Until now undo was implemented in a rather naive way. The entire plan was simply saved as a copy whenever the user changed anything in it. This worked well, but was obviously inefficient. The right thing to do, presumably, is to just save the "diff" (whatever changed). This optimization also makes saving the plan much faster, because it's easy to just send the diff to the server than to upload the entire plan every few seconds.

This little bit of redesign and refactoring doesn't add a whole lot of functionality to the system - just the redo action. But it prepares the ground for a major new feature that's going to arrive in the next few months: collaboration. Being able to support multiple users editing the same plan at the same time, and also allowing each user to undo his actions in case he made mistakes, is a major feature of Gigantt. And the first thing you need to do to implement such a feature is to know how to manage the history of a plan by keeping track of the "diffs" each user makes. I'll write more on how collaboration is going to be supported in Gigantt in future posts. 

One more thing. URLs in the notes panel are now highlighted as links. You can Ctrl-Click on them to navigate (in a new window/tab). So if you have a work item for fixing a certain bug, you can add a link to its corresponding page in a issue-tracking system, for example.

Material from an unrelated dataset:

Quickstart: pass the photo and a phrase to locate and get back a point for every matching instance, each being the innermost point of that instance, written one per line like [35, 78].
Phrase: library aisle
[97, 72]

This is release #10 of Gigantt. We're moving to a quicker release cycle where each release has one major feature and usually plenty of bug fixes. Next release will bring the ability to set an explicit start-date to items. This makes it possible to add "receivables" to the plan - items that may have very short duration but can only start on a certain date in the future. More on that in an upcoming post. Enjoy 0.10!

Sunday, February 13, 2011

How to build the Flex SDK

Gigantt's UI is built with Adobe Flex 4.1. It's a great web development SDK, but Adobe is notoriously slow to respond to bug reports. So sometimes we find ourselves having to go into the Flex SDK's source code in order to debug stuff or work around bugs. In order to fix a bug in mx:DateField today I had to download and build the SDK (which is open source) from Adobe.
It's not hard, but I thought I'd share the how-to with the world:

How to build the Flex SDK on Windows
(based on Windows 7 64-bit)

  • Java - You'll need the JDK, not just the JRE (the runtime which comes with Flash Builder, for example).
    • I used the 64 bit version:
      "c:\Program Files\Java\jdk1.6.0_23" 
  • Ant - You can download the binaries:
    • I used 1.8.2
    • Just unzip it to c:\dev\ant
  • Flex open-source SDK
    • I used
    • Unzip it to c:\dev\sdk (just for simplcity)
  1. Let's create a batch file to set some useful envars: envars.bat
    set JAVA_HOME=c:\Program Files\Java\jdk1.6.0_23
    set PATH=c:\dev\ant\bin;%PATH%
    set ANT_OPTS=-Xmx256m
    1. Open cmd.exe and run it...
  2. Edit c:\dev\sdk\frameworks\build.xml 
    1. Look for:
      <target name="datavisualization" description="Builds datavisualization.swc">
    2. And fix the location of the manifest file from:
      "${datavis.dir}/manifest.xml" to:
  3. Run Ant:c:\dev\sdk\frameworks> ant
    1. It should end with such a message: BUILD SUCCESSFUL
  4. Now let's tell Flash Builder where to find this new SDK: c:\dev\sdk 
    1. Add it to the "Installed SDKs" settings in Flash Builder
    2. Make sure your project is configured to use this SDK (it was probably created with the original one and still refers to it).
  5. Rebuild your project. It should work.